# first time Jacksonville...



## Redhorse (Mar 1, 2006)

Two or three of us will be in Jacksonville on business end of July. Any recommendations for local charters or options I should be aware of? I am going to try and add a day or two on the trip so we can get salty...:beer:


----------



## speckhunter80 (Oct 3, 2011)

Inshore reds/specks or offshore


----------



## andypat (Jan 7, 2004)

Hubbert's off shore head boat is the best. It is a over night trip.


----------



## John Smith_inFL (Nov 22, 2009)

Charters for deep sea fishing or the inlets or surf ??
If you are wanting to try the *Florida Surf*, I would 
very strongly recommend Larry Finch from Jax Beach.
http://www.fishmanfinch.com/
You can also just Google him - *Larry Finch* - and many
articles and YouTube videos will pop up. Really nice guy
and awesome angler.

Florida is _BRUTALLY HOT_ in July/Aug - so be prepared.


----------



## ez2cdave (Oct 13, 2008)

andypat said:


> Hubbert's off shore head boat is the best. It is a over night trip.



*http://hubbardsmarina.com/*


*http://hubbardsmarina.com/fishing-trips-gulf-beaches-florida/*


----------



## Redhorse (Mar 1, 2006)

Sorry it took me a while to get back on here! Family stuff full blast!

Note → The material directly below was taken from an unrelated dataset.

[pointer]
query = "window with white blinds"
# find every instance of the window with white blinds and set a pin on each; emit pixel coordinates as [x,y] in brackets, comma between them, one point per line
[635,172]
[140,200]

Was thinking off shore charter, but now there is a possibility it will only be me...
Might end up in the surf. If nobody else is coming, I might just drive it, and bring my surf gear. Would still like to get ON the water if that's how it goes down tho.


----------



## RjTheMetalhead (Dec 3, 2011)

Try the pier. 
They catch kings, tarpon, barracudas, jacks there


----------



## speckhunter80 (Oct 3, 2011)

If by yourself and surf fishing...Gate station 16.8 miles south of int. of A1A and JT Butler or Brown Creek on Heckscher mid high outgoing to low incoming


----------



## Redhorse (Mar 1, 2006)

This has been an on again off again trip. I've known we are coming for sure about two weeks now (flights are booked) but I have no additional time before or after the show. If I get to fish at all, it will be an evening after the show is over...and from the bank or pier. Or maybe our arrival day after the booth is set up...might be the most time I have free would be that Thursday evening. Not sure what sort of gear I will be able to bring along either...anybody willing to help a fellow Pier&Surf FHB get his fix? Neither of the two coming with me are hardcore FHB's or even soft core for that matter LOL!!! I would love to meet someone somewhere who has an xtra rod they could bring along


----------